There are a number of practical implications of this and ways around them.
The Nz function returns the value of something if it has a value, or another
value if it is Null. Most often this is used to return a zero so that an
arithmetic operation doesn't result in Null, but it can be used to return any
other value you wish.
The same applies when using the Boolean AND or OR operators; TRUE OR NULL
results in TRUE as only one operand need be True, but TRUE AND NULL results
in NULL, not in True or in False as every operand in an AND operation must be
True for it to evaluate to True, and at least one must be False and none of
then Null for it to evaluate to False.
When comparing something with Null, as we've seen the usual equality
operator, = , can't be used. In VB, however, there is an IsNull function, so
you can use that, IsNull(x), or Not IsNull(x) to determine if x is Null or
not. IN a query there is a similar provision, in this case WHERE x IS NULL,
or WHERE x IS NOT NULL.
There are some situations in which a Null can cause problems which you might
not anticipate. An interesting one is when using the NOT IN predicate in a
query with a subquery, e.g.
SELECT *
FROM a
WHERE x NOT IN
(SELECT y
FROM b);
now lets say there are rows in table a where the value of x is 123 in one
row and in table b the column y contains 345, NULL, 456, 678
Now in plain English what we are asking here in connection with the row
containing 123 in the x column is does any row in b contain 123 in column y,
and if not return the row from a, i.e. the NOT IN predicate evaluates to
TRUE. At first sight that would look to be the case, but if we analyse it a
little its saying:
WHERE 123 <> 456 AND 123 <> NULL AND 123 <> 679
For this expression to evaluate to TRUE, and the row be returned all three
of the comparative operations would have to evaluate to TRUE, but as we've
seen 123 <> NULL results in NULL, so the expression as a whole evaluates to
NULL and the row isn't returned even though there is no row in b with123 in
the y column.
The same does not apply to the IN predicate, however as:
SELECT *
FROM a
WHERE x IN
(SELECT y
FROM b);
is, if we now assume that one row in b contains 123 in y, the same as saying:
WHERE 123 = 123 OR 123 = NULL OR 123 = 679
This time we only require any one of the three comparative operations to
evaluate to TRUE, which the first one does, so the NULL has no effect in this
case.
We can get round the problem with the NOT IN predicate by using the NOT
EXISTS predicate instead and correlating the subquery with the outer query:
SELECT *
FROM a
WHERE NOT EXISTS
(SELECT *
FROM b
WHERE b.y = a.x);
In fact the EXISTS or NOT EXISTS predicates will in most cases also give
better performance than the IN or NOT IN predicates.

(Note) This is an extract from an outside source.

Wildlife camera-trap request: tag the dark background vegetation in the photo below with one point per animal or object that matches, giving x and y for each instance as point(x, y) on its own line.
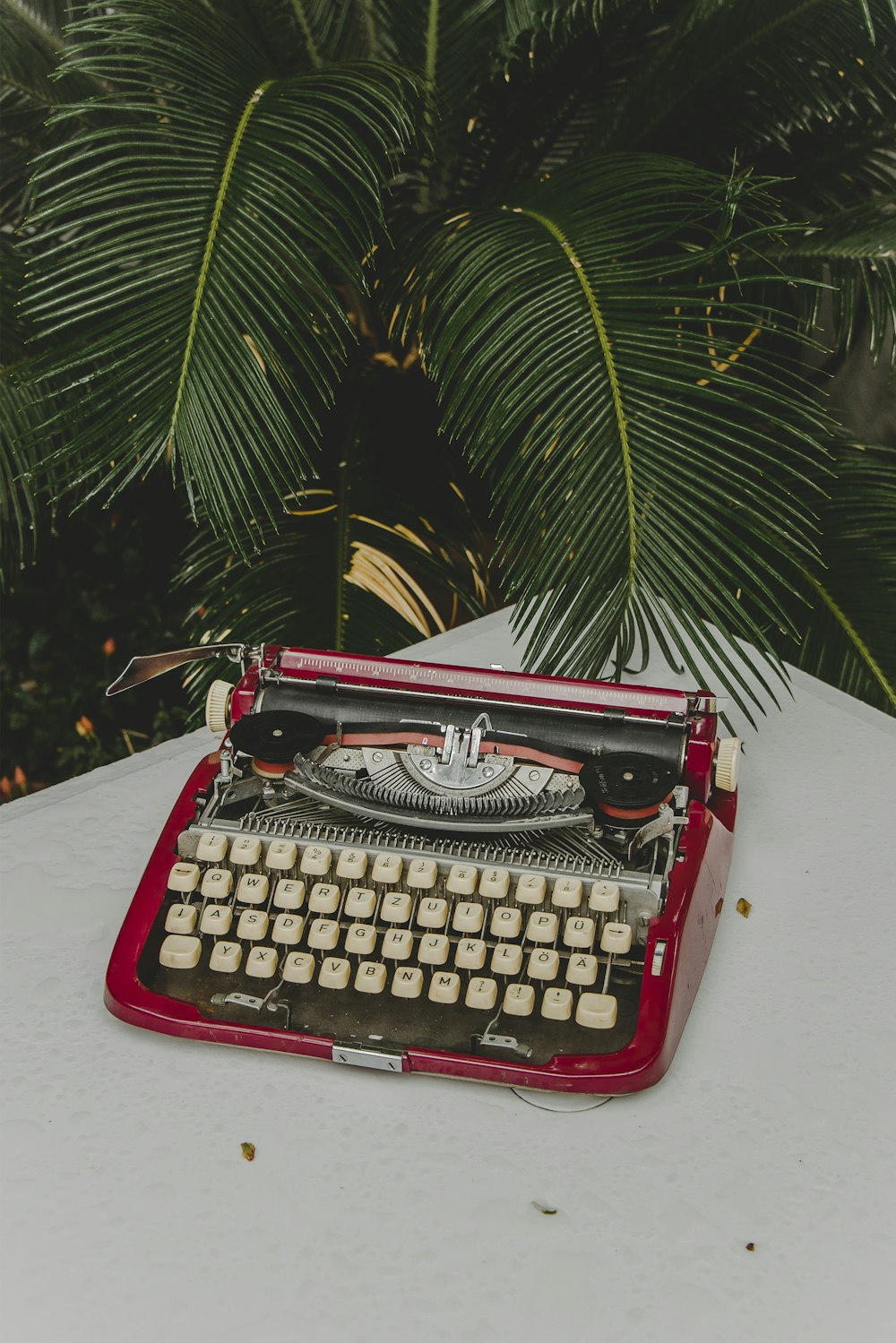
point(139, 576)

Finally its worth looking at the question of whether fields should be
allowed to contain Nulls or not (setting the Required property of a field in
table design prohibits Nulls). For the point of view of the theoretical
database relational model the answer is probably that Nulls are not allowed.

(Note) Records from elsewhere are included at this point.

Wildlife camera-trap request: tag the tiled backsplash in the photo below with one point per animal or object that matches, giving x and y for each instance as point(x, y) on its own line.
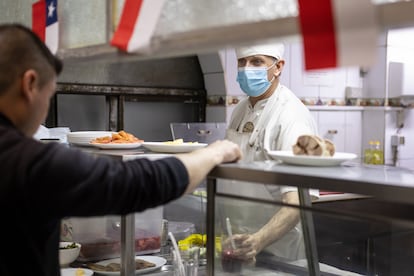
point(227, 100)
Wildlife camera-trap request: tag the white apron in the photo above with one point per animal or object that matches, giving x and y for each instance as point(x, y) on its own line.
point(248, 217)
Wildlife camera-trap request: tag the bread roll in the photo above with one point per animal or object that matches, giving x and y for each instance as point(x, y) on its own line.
point(313, 145)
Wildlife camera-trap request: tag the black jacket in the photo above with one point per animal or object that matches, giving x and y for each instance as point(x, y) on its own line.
point(42, 183)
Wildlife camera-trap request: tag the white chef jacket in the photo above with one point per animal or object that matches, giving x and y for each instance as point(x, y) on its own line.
point(278, 121)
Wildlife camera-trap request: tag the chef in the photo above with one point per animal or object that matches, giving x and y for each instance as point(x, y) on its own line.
point(271, 117)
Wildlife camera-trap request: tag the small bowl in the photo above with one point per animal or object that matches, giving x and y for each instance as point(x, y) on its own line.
point(68, 255)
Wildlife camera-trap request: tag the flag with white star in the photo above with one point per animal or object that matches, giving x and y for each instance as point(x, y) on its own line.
point(137, 25)
point(45, 23)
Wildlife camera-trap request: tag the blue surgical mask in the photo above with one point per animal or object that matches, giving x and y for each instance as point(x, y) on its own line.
point(253, 80)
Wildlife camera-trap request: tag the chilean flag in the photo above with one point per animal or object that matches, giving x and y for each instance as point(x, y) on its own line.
point(137, 24)
point(338, 33)
point(45, 23)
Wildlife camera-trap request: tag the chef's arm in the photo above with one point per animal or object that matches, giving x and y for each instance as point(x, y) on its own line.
point(281, 223)
point(200, 162)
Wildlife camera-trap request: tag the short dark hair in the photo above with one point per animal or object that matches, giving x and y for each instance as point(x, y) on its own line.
point(21, 50)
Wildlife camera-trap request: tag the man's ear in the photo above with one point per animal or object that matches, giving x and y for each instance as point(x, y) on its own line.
point(279, 65)
point(30, 84)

This is because the model requires every column position in every row to
contain a legal value of the attribute type which the column represents (its
worded rather differently in relational theory using different terms, but I
don't want to confuse the issue so I'm deliberately being a little sloppy in
my wording here). In practice most people would say that Nulls are
permissible in a table to represent missing or inapplicable values.

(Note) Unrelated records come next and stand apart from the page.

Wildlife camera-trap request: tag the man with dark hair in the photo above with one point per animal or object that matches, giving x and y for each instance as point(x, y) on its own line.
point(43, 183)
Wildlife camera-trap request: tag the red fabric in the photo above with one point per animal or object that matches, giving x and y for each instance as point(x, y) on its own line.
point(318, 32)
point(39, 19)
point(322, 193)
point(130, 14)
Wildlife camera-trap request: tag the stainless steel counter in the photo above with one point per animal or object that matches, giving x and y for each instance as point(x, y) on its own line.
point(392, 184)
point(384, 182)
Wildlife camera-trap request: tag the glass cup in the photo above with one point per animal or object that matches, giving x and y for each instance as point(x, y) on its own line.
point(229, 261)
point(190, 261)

Nevertheless, caution is necessary. Say you have a CreditLimit column in a
Customers table, what does a Null CreditLimit mean? That the customer is
allowed zero credit? That the customer is allowed unlimited credit? We
simply don't know from the Null, its entirely a matter of interpretation as
the Null is 'semantically ambiguous'. Most people would probably say its
means zero credit, at least pending a decision on the customer's
creditworthiness, but if so the value should be zero. With currency data in
fact its almost always the case that Nulls should be prohibited and a
DefaultValue property of zero given to the field. In other cases the same
considerations won't arise; if we don't currently know someone's phone number
for instance then leaving the field Null should cause no problems."